Constant’s Companion

“It’s like Mark Twain said, Jeremy — ‘History may not repeat itself, but it rhymes.‘ Newton identified gravity as a force; Einstein proposed the Cosmological Constant. Newton worked the data to develop his Law of Gravity; Friedmann worked Einstein’s theory to devise his model of an exponentially expanding Universe. Newton was uncomfortable with gravity’s ability to act at a distance; Einstein called the Cosmological Constant ‘his greatest blunder.’ The parallels go on.”

“Why didn’t Einstein like the Constant if it explains how the Universe is expanding?”

“It wasn’t supposed to. Expanding Universes weren’t in fashion a century ago when Einstein wrote that paper. At the time everyone including Einstein thought we live in a steady state universe. His first cut at a General Relativity field equation implied a contracting universe so he added a constant term to balance out the contraction even though it made the dynamics look unstable — the Constant had to have just the right value for stability. A decade later Hubble’s data pointed to expansion and Friedman’s equations showed how that can happen.”

“I guess Einstein was embarrassed about that, huh, Mr Moire?”

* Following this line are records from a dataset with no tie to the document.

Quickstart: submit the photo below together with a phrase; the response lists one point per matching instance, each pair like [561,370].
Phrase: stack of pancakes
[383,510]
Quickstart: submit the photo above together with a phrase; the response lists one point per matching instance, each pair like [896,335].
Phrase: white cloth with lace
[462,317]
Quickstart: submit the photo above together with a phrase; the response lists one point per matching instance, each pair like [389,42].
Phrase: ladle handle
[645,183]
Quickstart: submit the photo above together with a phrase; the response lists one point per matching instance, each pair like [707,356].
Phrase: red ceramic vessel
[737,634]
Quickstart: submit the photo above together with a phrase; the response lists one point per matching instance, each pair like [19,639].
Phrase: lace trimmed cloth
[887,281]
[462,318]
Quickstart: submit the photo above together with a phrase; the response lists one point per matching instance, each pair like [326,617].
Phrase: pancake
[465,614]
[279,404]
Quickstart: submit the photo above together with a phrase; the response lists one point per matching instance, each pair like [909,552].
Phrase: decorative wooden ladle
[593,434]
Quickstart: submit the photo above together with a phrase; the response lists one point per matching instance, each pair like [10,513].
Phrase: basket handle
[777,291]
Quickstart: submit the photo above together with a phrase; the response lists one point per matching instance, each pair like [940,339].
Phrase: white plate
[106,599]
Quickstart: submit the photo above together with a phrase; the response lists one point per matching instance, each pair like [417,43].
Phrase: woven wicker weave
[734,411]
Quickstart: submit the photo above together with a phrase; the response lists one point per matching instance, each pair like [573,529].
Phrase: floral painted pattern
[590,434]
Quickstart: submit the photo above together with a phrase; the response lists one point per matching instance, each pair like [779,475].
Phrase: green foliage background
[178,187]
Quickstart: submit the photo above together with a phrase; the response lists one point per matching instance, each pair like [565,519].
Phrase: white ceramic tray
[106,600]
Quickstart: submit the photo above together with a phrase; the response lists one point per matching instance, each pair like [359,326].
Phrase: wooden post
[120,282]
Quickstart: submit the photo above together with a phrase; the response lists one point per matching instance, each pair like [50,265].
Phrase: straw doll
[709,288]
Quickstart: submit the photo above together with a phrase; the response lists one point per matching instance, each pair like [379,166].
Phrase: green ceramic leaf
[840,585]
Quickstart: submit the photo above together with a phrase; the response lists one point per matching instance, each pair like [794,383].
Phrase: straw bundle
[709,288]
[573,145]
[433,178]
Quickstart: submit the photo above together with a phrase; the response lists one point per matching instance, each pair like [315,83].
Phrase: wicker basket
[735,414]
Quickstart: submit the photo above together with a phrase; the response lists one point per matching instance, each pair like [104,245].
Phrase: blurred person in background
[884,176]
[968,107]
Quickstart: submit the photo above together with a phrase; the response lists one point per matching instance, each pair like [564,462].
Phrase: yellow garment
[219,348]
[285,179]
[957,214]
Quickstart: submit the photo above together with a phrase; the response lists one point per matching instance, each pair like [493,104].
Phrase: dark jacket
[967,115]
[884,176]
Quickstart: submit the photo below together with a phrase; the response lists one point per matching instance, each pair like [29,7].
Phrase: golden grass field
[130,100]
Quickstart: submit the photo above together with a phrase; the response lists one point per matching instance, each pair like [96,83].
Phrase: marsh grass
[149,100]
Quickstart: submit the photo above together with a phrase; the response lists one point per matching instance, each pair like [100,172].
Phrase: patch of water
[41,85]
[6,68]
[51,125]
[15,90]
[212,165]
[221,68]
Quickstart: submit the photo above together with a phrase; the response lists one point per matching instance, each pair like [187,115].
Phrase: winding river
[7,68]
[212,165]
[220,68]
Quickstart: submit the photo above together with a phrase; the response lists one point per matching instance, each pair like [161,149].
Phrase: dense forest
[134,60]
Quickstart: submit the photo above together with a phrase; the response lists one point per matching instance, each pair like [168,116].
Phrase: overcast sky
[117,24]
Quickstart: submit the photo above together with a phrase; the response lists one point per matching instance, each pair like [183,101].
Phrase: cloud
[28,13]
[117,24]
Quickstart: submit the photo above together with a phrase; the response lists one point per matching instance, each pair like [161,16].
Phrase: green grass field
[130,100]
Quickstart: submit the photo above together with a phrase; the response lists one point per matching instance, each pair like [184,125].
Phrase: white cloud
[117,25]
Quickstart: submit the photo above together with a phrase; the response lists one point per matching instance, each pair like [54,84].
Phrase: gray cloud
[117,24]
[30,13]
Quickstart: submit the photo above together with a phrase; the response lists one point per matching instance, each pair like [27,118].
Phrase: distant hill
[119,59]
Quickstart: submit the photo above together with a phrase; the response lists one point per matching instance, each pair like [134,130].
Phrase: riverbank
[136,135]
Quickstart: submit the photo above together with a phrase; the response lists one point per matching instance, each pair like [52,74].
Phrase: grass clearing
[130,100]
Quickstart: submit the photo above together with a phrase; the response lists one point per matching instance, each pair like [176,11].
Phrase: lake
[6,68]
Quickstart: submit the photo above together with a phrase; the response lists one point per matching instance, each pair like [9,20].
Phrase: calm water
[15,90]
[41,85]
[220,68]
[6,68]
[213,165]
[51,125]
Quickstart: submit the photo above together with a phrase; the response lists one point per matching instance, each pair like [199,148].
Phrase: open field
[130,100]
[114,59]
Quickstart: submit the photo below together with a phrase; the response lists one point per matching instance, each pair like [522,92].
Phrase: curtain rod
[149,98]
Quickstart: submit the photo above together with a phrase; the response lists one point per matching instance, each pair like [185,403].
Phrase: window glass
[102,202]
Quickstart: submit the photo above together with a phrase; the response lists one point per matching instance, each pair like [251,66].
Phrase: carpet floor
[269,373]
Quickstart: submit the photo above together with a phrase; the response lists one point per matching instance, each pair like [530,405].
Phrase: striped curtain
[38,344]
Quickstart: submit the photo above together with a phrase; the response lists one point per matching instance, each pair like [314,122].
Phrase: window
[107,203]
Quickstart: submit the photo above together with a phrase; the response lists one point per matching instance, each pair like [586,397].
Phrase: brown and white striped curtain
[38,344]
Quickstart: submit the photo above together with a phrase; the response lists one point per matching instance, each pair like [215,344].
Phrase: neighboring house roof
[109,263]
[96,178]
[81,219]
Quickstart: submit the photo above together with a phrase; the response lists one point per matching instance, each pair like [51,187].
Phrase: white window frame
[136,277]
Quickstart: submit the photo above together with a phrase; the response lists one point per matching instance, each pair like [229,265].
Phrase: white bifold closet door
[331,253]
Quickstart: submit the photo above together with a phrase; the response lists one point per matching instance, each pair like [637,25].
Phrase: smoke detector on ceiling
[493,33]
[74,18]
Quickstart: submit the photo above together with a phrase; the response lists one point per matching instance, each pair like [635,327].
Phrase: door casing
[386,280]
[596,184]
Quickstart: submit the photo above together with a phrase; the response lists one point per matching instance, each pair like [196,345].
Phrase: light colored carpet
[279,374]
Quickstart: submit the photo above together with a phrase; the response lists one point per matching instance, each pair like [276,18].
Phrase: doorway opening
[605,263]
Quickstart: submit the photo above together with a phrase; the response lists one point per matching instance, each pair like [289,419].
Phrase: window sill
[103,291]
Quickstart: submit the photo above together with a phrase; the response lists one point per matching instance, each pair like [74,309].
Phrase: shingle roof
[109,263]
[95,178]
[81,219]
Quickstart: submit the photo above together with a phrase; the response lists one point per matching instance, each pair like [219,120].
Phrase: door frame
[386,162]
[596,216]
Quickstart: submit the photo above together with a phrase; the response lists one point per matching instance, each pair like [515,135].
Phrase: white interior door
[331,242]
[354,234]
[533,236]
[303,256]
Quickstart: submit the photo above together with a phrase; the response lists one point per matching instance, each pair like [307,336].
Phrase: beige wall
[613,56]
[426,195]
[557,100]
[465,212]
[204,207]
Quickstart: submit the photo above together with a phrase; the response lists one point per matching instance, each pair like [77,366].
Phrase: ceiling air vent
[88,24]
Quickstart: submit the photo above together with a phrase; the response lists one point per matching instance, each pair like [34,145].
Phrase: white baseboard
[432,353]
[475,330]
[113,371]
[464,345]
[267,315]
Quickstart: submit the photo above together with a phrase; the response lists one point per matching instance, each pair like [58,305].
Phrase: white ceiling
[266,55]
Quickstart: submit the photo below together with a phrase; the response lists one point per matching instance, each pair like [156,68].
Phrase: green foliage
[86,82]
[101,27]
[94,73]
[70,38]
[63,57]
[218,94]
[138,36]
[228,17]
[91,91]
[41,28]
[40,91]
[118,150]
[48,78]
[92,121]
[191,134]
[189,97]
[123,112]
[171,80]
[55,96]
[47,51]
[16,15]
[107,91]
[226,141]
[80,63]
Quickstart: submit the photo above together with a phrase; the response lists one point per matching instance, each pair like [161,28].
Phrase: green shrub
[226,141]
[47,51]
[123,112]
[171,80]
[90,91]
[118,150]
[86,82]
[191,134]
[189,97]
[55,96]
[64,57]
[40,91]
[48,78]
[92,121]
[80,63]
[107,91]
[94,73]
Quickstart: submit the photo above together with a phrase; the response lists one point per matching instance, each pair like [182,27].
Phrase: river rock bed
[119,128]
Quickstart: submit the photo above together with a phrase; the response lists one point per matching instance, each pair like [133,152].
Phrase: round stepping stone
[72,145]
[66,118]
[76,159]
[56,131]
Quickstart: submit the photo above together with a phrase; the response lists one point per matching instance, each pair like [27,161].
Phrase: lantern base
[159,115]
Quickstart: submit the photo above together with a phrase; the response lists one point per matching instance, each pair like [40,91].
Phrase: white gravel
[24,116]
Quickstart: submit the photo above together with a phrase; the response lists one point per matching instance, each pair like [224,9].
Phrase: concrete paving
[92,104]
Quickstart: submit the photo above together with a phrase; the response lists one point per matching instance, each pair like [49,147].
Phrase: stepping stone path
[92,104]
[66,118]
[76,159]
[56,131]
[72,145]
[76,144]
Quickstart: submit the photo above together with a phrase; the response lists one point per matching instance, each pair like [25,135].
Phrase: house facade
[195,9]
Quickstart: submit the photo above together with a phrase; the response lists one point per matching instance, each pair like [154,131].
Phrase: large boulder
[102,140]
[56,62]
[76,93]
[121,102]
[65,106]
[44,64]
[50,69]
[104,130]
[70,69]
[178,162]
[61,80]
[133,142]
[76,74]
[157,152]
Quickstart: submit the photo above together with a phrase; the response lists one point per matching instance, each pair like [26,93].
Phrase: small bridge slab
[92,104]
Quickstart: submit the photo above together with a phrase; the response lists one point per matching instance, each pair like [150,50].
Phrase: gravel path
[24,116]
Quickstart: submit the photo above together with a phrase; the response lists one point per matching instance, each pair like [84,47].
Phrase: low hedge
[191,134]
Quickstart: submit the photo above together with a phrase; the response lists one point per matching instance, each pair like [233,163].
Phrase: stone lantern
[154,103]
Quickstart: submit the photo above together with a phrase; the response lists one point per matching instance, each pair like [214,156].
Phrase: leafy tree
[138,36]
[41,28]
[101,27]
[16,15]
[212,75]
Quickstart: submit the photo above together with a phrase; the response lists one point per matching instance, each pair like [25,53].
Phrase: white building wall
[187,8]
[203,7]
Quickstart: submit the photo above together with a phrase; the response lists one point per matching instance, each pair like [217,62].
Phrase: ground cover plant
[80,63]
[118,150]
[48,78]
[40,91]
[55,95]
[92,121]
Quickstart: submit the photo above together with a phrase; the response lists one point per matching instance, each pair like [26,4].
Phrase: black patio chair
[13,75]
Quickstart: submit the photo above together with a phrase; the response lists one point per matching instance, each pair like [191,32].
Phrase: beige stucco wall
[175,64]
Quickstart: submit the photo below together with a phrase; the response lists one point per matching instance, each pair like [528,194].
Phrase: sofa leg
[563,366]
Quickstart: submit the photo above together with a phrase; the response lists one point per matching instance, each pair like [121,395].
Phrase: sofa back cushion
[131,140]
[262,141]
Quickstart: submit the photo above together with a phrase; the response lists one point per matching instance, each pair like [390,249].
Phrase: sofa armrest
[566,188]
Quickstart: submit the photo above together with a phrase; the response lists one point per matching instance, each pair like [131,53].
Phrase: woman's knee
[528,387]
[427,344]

“Well, he’d thought all along that the Constant was mathematically inelegant. Besides, the Constant isn’t just a number or a term in an equation, it’s supposed to represent a real process in operation. Like Newton’s problem with gravity, Einstein couldn’t identify a mechanism to power the Constant.”

“Power it to do what?”

“Think about universal constants, like the speed of light or the electron charge. Doesn’t matter where you are or how fast you’re traveling in which inertial frame, they’ve got the same values. If the Constant is indeed a constant, it contributes equally to cosmological dynamics from every position in space, whether inside a star or millions of lightyears from any galaxy. Every point must exert the same outward force in every direction or there’d be swirling. And it multiplies — every instant of general expansion makes new points in between the old points and they’ll exert the same force, too.”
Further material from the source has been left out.